Ich würde gerne mehr davon sehen. Aber die Europäische Kommission hat nicht die Macht, in die Kompetenzen des Sports einzugreifen. Wenn wir das tun würden und Solidarität organisieren würden, wäre das eine Überschreitung unseres Mandats. Der Sport muss selbst für diese Solidaritätsmechanismen sorgen.

Ein solcher Solidaritätsmechanismus könnten festgelegte Gehaltsobergrenzen sein. Die werden ja sogar von EU-Politikern gefordert.

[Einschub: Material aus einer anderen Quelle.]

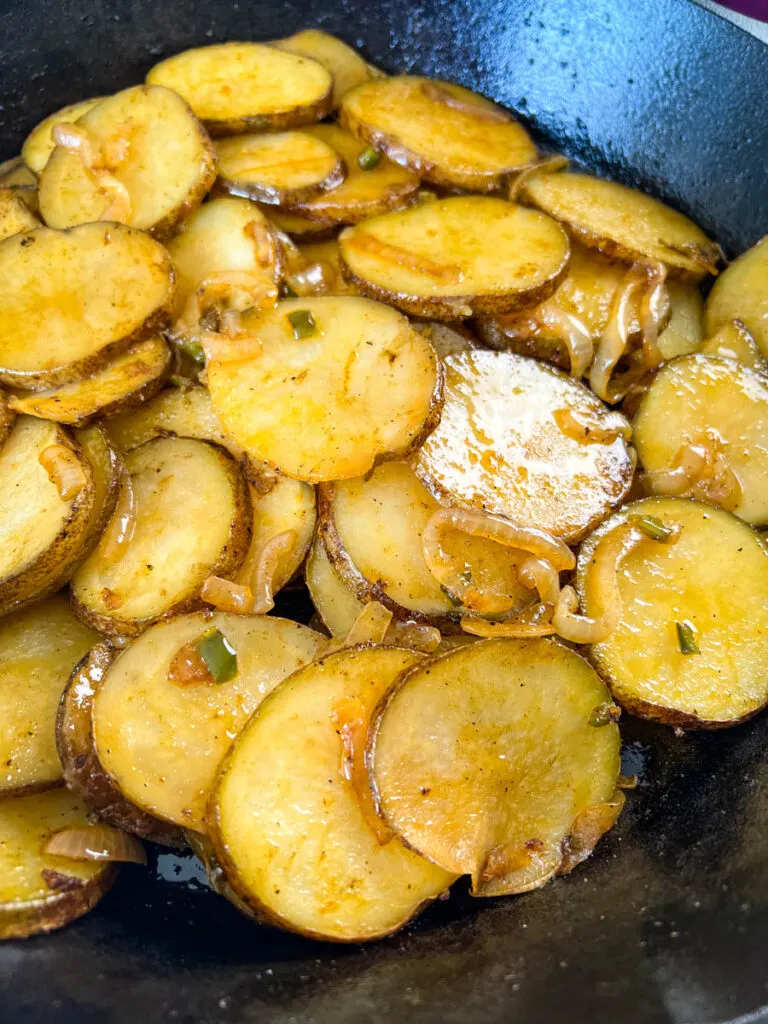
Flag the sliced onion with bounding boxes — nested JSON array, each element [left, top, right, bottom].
[[43, 824, 146, 864], [38, 444, 88, 502]]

Ich verweise hier auf Amerika. Dort gibt es diese Obergrenzen in einigen Sportarten und sie haben zu einem neuen Gleichgewicht und neuer Stabilität geführt. In Europa haben wir eine andere Situation, auch weil es hier unterschiedliche Steuermodelle gibt. Aber diese Diversität ist kein Problem, es ist unsere Definition von Europa. Wir könnten diskutieren, wie so etwas bei uns in Europa aussehen könnte. Denn auch bei uns besteht die Gefahr eines Ungleichgewichts. Es muss klar sein, dass Solidarität im Sport etwas Rationales und Wichtiges ist. Nur: Das muss der Sport selbst erkennen und regeln.

Ist der Einstieg von Investoren wie Roman Abramowitsch beim FC Chelsea für Sie mit robuster Solidarität vereinbar?

Zunächst einmal kann man niemanden verbieten, in einen Verein zu investieren. Ein solches Investment muss aber klaren Regeln folgen. Der Geldfluss muss auf alle Fälle transparent sein. Außerdem muss es auch in einem solchen Fall in einer Liga eine Balance geben. Deshalb fordern wir auch ein einheitliches und scharfes Lizenzierungssystem in Europa. Nur so kann man Korruption vorbeugen.

Was nützt ein europäisches „Weißbuch Sport“, wenn außer Vorschlägen nichts weiter passiert?

Diese Vorschläge sind schon eine ganze Menge. Außerdem ist das eine gute Grundlage – auch für einen möglichen Artikel „Sport“ im neuen EU-Vertrag, der gerade erarbeitet wird und vielleicht 2009 ratifiziert wird.